C'est marrant parce que les business de la mort, le business du sexe, c'est des business que les gens ne veulent pas faire, ils ne veulent pas investir.
Et j'ai des amis qui sont dans ces verticales et qui me disent« t'imagines pas les difficultés qu'on a eues à lever de l'argent auprès d'investisseurs parce que soit ils se moquent de nous, soit ils rigolent, soit ils nous font des philosophies de comptoir sur ce qu'on devrait faire ou non.
Et c'est un peu ce qui t'arrive aujourd'hui.
Donc, pour ces raisons, moi, j'ai quand même envie d'essayer de t'aider.
Mais c'est vrai que ça va être dur à démocratiser.
Ça va être très risqué.
L'axe est à travailler.
À mon avis, il faut que tu revoies toute ta plateforme.
Et j'ai envie de te faire une proposition, mais qui va être différente de ce que tu nous as offert au début.
Parce qu'il y a énormément de risques.
Et je considère qu'à ce stade, il faut vraiment qu'on soit tous les deux dans le même bateau.
Et pour que je t'aide à être impliqué et à affronter toutes les moqueries, les avis différents et ce sujet qui est extrêmement clivant.
Mais c'est aussi ce que j'aime et c'est pour ça que chez Feed, on a l'habitude des sujets difficiles.
Quand on a commencé, tout le monde nous disait« Vous n'y arriverez jamais, de la nourriture en poudre en France, le pays de la gastronomie.
» Tous les bien-pensants qui m'expliquaient que je n'avais aucune chance, aujourd'hui, ils m'appellent pour travailler dans ma propre boîte.
Donc j'ai envie d'aller adresser ce marché avec toi.
Je peux te donner les 40 000 euros, mais avec 25% du capital.
Donc vous étiez venu pour demander 40 000 euros contre 10% du capital de votre entreprise.
Et Anthony vous propose donc les 40 000 euros, la somme que vous demandez, mais contre 25%.
Pour cette espèce d'idée que quand il y a de la résistance, il y a souvent aussi derrière quelque chose d'intéressant.
Et pour, je pense, cet état d'esprit-là, j'ai juste envie de dire oui.
Bravo.
Pour 25%, je suis vraiment ravi de te prendre en aventure.
Bravo, franchement.
Bonne ville.
Bien joué, bravo.
On va le faire.
Yes.
Bon, ben, à bientôt aussi, Pierre.
Sur ce, merci à tous.
Au courage de tourner.
Merci.
Et bravo encore.
It's so...
Super content.
Je pense que ça a du sens quand tu connais le parcours d'Anthony Bourbon, en l'occurrence, c'est-à-dire d'aller sur un truc où personne ne croyait qu'il pouvait y aller, etc.
Et puis juste de se dire, moi je bosse, j'ai du courage et ça va passer.

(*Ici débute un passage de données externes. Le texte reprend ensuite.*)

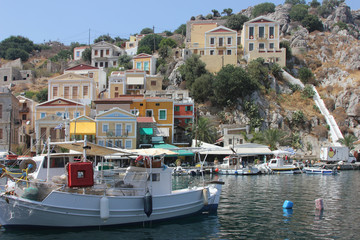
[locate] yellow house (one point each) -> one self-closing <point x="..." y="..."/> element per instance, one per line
<point x="116" y="128"/>
<point x="216" y="45"/>
<point x="145" y="62"/>
<point x="260" y="38"/>
<point x="162" y="109"/>
<point x="72" y="86"/>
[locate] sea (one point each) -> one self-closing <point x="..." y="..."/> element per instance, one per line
<point x="251" y="207"/>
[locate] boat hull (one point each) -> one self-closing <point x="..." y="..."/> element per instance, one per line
<point x="62" y="209"/>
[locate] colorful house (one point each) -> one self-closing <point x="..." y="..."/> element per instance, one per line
<point x="98" y="74"/>
<point x="260" y="37"/>
<point x="145" y="62"/>
<point x="116" y="128"/>
<point x="73" y="87"/>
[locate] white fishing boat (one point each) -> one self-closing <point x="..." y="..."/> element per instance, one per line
<point x="233" y="165"/>
<point x="140" y="194"/>
<point x="320" y="171"/>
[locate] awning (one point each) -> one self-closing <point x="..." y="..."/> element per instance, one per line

Donc en tout cas, ça fait super plaisir.
Et même les autres tours, je suis un peu surpris, je pense.
Je ne m'attendais pas à autant de résistance sur le sujet.
Je sais que la mort, c'est un sujet qui n'est pas facile.
Tout le monde avait une opinion là-dessus assez tranchée quand même.
Et au final, ça plus le fait que ça passe, c'est génial.
Je pense forcément à mon grand-père qui est en quelque sorte derrière l'idée parce que c'est lui qui m'a donné cette impulsion initiale.
Je pense évidemment à ma femme et à mon père qui m'accompagnent sur le projet aussi.